I agree with the option of building a test, but simply suggest a little filtering, so that we approach limits (if any) less quickly.

As part of the (a separate?) text, make a list (Set-type attribute) of all the ‘known’ studied words plus the stoplist (above). Now any word not a term in that list is new. Also beware mental elision we make over the fact that (regex) checking words doesn’t necessarily catch all variants. Searching for the Latin esse, might miss sum, est, sitis, fueramus, etc. (all conjugation variants of the same verb^†). Inconvenient but a factor to consider.

†. No, I’m no Latin scholar. Just a painful flashback to schooldays.

GavinRees · August 10, 2025, 8:25pm

Thanks both,

I will give it a go with some kind of barebones test version.

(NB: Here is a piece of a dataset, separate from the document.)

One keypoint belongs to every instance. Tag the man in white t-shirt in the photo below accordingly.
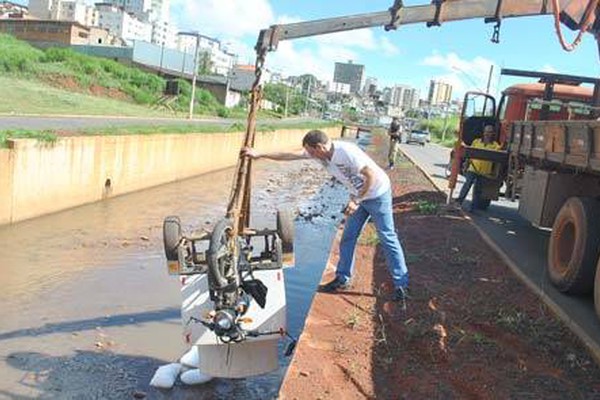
(370, 197)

Most commercial tools highlight every unknown word - but that’s probably not what I need for my purposes. As you say, there is also the issue of variant forms, conjugations, declensions, etc. in most languages. (Not really an issue in Japanese and Chinese, however).

Rather than try fuzzy searching, I’ll start by targeting word stems.

We’ll see…

Best,

Gavin

mwra · August 10, 2025, 9:07pm

Out of interest, what category of tools are these?

GavinRees · August 11, 2025, 11:03am

Here are the most common. Some allow (or focus mainly on) parsing of video subtitles as well as texts. All have slight different positioning, toolsets, trade-offs:

Language Reactor (partially free)
Migaku
Lute (free)
Lingopie

They are all governed by the same ideal of tracking all the words one encounters and building a fully comprehensive personal concordance.

For me, that’s overly megalomanic, and certainly a major time-drain. Nevertheless, it is very helpful to track the words that one has decided to focus on, and previously marked as useful to learn.